The prior probabilities ${{\rm{\pi }}}_{{\rm{i}}}=\{{{\rm{q}}}_{1}={{\rm{s}}}_{{\rm{i}}}\}\,\,$are the probabilities of ${{\rm{s}}}_{{\rm{i}}}$ being the first state of a system or seeing the first real state ${{\rm{s}}}_{{\rm{i}}}$ as P(${{\rm{s}}}_{{\rm{i}}}$| ${{\rm{s}}}_{0}$). Collected in a vector ${\rm{\pi }}$ and the ${{\rm{s}}}_{{\rm{i}}}$ coordinates of ${\rm{\pi }}$ should be interpreted as the initial state of the system.
The transition probabilities matrix (A) are the probabilities to go from state $i$ to state $j$ at time $t$: ${{\rm{a}}}_{{\rm{i}},{\rm{j}}}=$$p({{\rm{q}}}_{{\rm{t}}+1}={{\rm{s}}}_{{\rm{j}}}|{{\rm{q}}}_{{\rm{t}}}={{\rm{s}}}_{{\rm{i}}})$. The prognosis or the course of a disease can be specified by the transition matrix A. The transition matrix consists of ${{\rm{a}}}_{{\rm{i}},{\rm{j}}}$ that denote the conditional probability or the rate about the system transitions from ${{\rm{s}}}_{{\rm{i}}}$ to ${{\rm{s}}}_{{\rm{j}}}$, whereas the probability of ${{\rm{s}}}_{{\rm{j}}}$ at time $t$ depends solely upon on ${{\rm{s}}}_{{\rm{i}}}$ at time $\,{\rm{t}}-1$. In our proposed system transition probabilities consist of a square matrix of order m = 2 and must hold the following properties²⁴.

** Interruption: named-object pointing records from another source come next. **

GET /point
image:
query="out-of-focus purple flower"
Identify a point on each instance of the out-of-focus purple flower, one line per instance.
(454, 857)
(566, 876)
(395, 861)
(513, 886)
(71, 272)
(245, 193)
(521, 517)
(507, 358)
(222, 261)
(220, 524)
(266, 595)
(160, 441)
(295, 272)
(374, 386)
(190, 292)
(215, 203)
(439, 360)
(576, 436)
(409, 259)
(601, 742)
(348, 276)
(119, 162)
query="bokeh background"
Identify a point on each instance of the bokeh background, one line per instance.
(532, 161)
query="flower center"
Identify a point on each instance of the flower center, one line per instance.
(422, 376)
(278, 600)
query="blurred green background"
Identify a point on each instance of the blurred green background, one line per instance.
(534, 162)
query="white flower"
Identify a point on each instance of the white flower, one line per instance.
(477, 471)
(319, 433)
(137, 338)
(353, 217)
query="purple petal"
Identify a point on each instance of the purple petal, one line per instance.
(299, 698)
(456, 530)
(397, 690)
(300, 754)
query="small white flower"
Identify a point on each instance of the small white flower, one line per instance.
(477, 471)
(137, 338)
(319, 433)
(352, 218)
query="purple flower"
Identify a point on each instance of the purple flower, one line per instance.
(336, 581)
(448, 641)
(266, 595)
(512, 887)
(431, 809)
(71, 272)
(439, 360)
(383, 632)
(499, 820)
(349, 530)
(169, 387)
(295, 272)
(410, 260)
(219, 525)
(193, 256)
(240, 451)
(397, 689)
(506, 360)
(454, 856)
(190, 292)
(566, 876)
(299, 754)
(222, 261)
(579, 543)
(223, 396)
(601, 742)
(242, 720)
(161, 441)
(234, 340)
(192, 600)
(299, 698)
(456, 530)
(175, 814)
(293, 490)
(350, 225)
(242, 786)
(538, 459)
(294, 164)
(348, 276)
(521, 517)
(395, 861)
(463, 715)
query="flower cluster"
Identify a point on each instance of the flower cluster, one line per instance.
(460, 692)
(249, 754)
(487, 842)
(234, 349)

$$0\le {{\rm{a}}}_{{\rm{i}},{\rm{j}}}\le 1\,,{\rm{i}},\,{\rm{j}}=1,2,3\ldots \ldots .{\rm{m}}$$

(1)

$$\,{{\sum }^{}}_{{\rm{j}}=1}^{{\rm{m}}}{{\rm{a}}}_{{\rm{i}},{\rm{j}}}=1,\,{\rm{i}}=1,2,3,\,\ldots \mathrm{..}{\rm{m}}$$

(2)

The emission probabilities matrix (B) characterize the likelihood of a certain observation ${{\rm{o}}}_{{\rm{i}}}$, if the model is in state ${{\rm{s}}}_{{\rm{i}}}$. The HMM we use involves observed variables ${{\rm{V}}}_{k}\,{\rm{and}}\,{\rm{K}}=1,2,\ldots .{\rm{n}}$,whereas n = 6, that are conditioned upon the hidden states at time t. The choice of observed variables used in this study is based on the FDRSM. The fundamental principle behind HMM is the estimation of an optimal hidden state sequence of a process using observed variables over time, whereas the observed variables have no one-to-one relationship with hidden states but are associated through the probability distribution.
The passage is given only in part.